Most people are aware of Rick Santorum’s issues with Google, but he’s not the only politician having issues. Deb Fischer is a Republican State Senator running for a U.S. Senate seat in Nebraska. Like every other candidate in 2012 she has a professional looking website touting her views and abilities, and informing everyone of the latest Deb Fischer news.
While to the naked eye it looks fine, it’s only when you dive beneath the surface that you begin to see the issues. For instance, if you perform a search on Google looking for pages on her site that Google has indexed, you are inundated with pharmaceutical links.
Now, obviously State Sen. Fischer isn’t trying to make a cheap buck selling Canadian drugs on the side, her site has been hacked. Viewing the source code on any of the pages on her site it becomes evident where the search engines have found these links.

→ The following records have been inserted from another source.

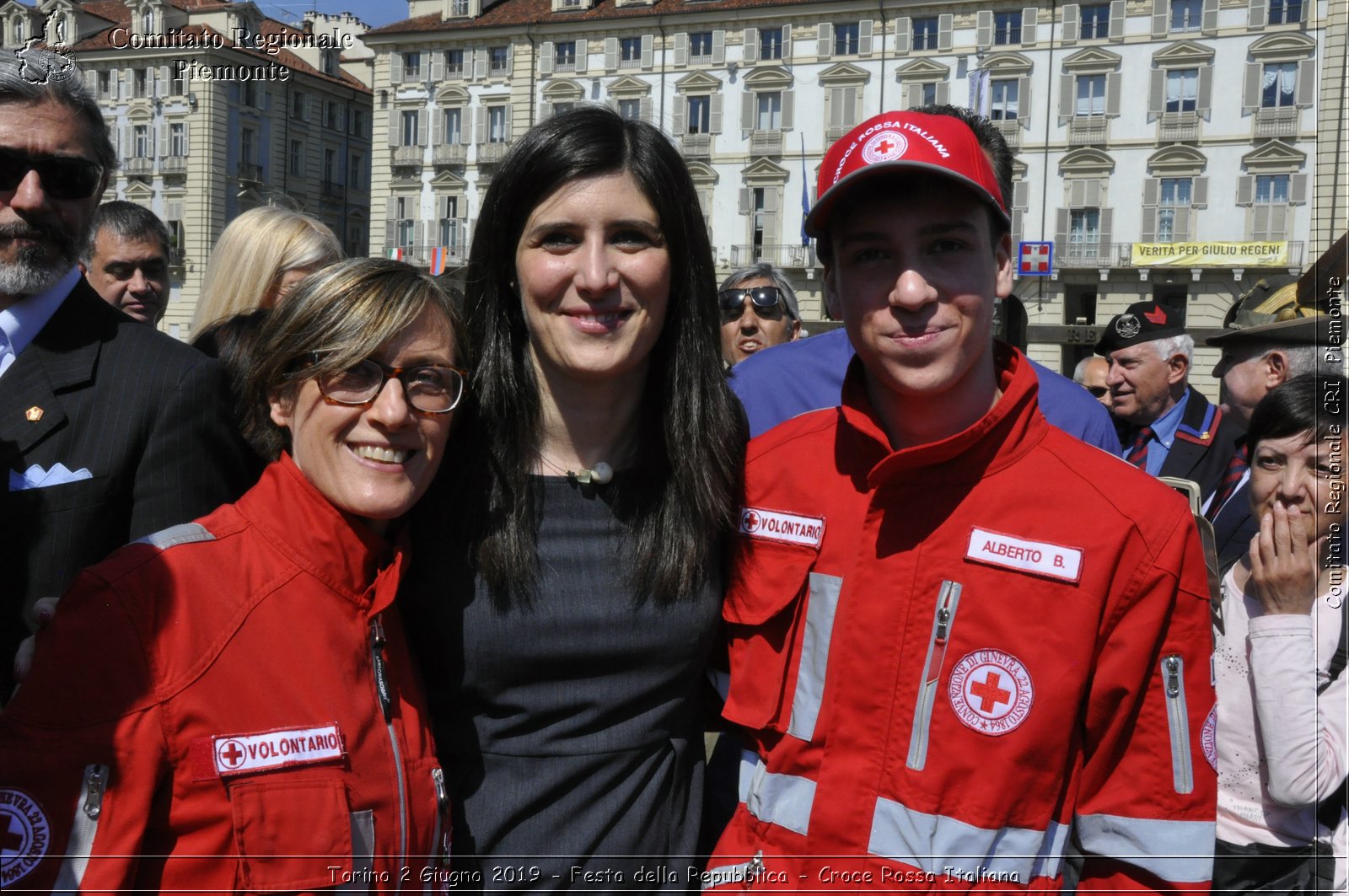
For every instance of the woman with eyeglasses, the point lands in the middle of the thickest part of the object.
(1279, 660)
(229, 705)
(568, 584)
(759, 311)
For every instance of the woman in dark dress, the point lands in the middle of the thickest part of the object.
(568, 582)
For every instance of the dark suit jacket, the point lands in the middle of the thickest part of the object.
(1205, 443)
(148, 416)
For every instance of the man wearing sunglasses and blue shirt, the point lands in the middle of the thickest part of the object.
(108, 429)
(759, 311)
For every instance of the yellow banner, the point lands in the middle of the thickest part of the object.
(1211, 254)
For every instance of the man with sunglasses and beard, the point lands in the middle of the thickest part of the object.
(759, 311)
(108, 431)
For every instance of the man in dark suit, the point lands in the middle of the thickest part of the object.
(1174, 429)
(108, 429)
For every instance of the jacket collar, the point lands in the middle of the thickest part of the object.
(1011, 428)
(331, 545)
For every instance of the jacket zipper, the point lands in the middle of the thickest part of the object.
(943, 619)
(84, 830)
(386, 706)
(442, 838)
(1173, 667)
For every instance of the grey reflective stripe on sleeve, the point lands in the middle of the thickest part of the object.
(362, 853)
(1177, 851)
(822, 605)
(780, 799)
(938, 844)
(185, 534)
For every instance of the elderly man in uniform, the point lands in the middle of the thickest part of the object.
(959, 639)
(108, 429)
(1173, 429)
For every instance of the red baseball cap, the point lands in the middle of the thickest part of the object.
(897, 141)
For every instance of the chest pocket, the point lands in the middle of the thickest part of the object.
(780, 619)
(290, 833)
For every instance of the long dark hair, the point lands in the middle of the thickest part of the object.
(690, 446)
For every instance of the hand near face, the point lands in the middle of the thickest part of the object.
(1283, 566)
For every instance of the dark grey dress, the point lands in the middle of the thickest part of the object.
(571, 729)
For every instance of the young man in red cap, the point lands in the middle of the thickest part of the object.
(964, 644)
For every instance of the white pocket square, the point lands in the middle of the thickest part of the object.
(38, 478)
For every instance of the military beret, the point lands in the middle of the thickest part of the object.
(1140, 323)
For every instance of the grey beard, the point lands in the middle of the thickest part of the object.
(33, 274)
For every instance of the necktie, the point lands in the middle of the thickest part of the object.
(1231, 480)
(1137, 453)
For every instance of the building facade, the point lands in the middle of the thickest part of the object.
(1166, 148)
(215, 108)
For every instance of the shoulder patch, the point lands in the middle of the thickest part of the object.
(185, 534)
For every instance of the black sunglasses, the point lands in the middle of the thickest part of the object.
(62, 177)
(766, 300)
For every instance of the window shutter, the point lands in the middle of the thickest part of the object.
(1200, 192)
(1209, 20)
(903, 34)
(1297, 189)
(1303, 92)
(1072, 24)
(1112, 94)
(1251, 91)
(1117, 19)
(1159, 18)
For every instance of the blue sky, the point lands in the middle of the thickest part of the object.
(373, 13)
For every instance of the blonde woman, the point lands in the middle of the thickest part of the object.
(258, 260)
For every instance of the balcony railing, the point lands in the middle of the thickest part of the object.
(1276, 121)
(698, 146)
(449, 154)
(1089, 130)
(1178, 127)
(786, 255)
(766, 143)
(492, 153)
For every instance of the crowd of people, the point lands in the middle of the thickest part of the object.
(377, 588)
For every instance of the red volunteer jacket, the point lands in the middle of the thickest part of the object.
(961, 657)
(227, 706)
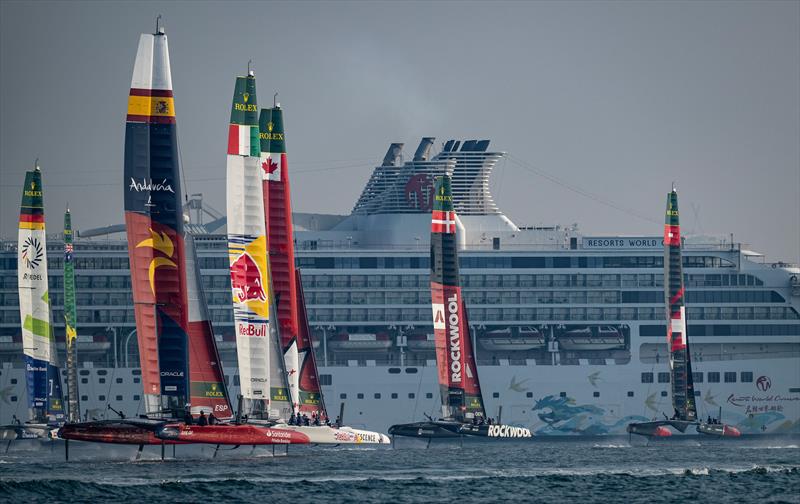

These links scattered across the site are absolutely affecting the quality score of her site, and will make it harder for her to rank for any of her targeted terms (although there are other issues with her site, beyond the hacking, that are also going to impinge on her ability to rank for key terms in the Nebraska Senate race).
The next question is how did these get there? There are several possibilities.
- The content management system (CMS) used for her site may have security holes, or not be the most recent (in fact her site currently runs on WordPress 3.3, while the latest version is 3.3.1).
- The hosting site may have been compromised.
- The passwords to her site may have allowed easy access (specifically if not changed from default passwords, or common, easily guessed passwords).
So what should State Sen. Fischer’s web staff do to resolve this?
The first step is to revert to a backup of the clean version of the site from before it was hacked. In lieu of that, they’ll need to go through every page and remove all of the insidious links. While that’s in progress they can upgrade to WordPress 3.3.1. to ensure that they have the greatest currently available level of security on the site.
Next they should change the WordPress admin password for the site, as well as their hosting password, just to be on the safe side.
The Webmaster should also set up a wildcard redirect so that any of these links go to an error page rather than resolving to an actual page on her site. That would help Google to realize that these pages should be pulled from the index.
Finally, the site needs to have a robots.txt file created (the robots.txt file is used by search engines to tell them what they can and can’t crawl on a website), and in the robots.txt add the line:
Disallow: /*cat=
Which would block all of the erroneous links from being crawled & indexed should they ever show up again.
If they do all of this, then anyone looking to find out about her or wanting to donate to her campaign will be able to find it and not instead see:
Post Script: Between writing and publishing it looks like cleanup has already been started.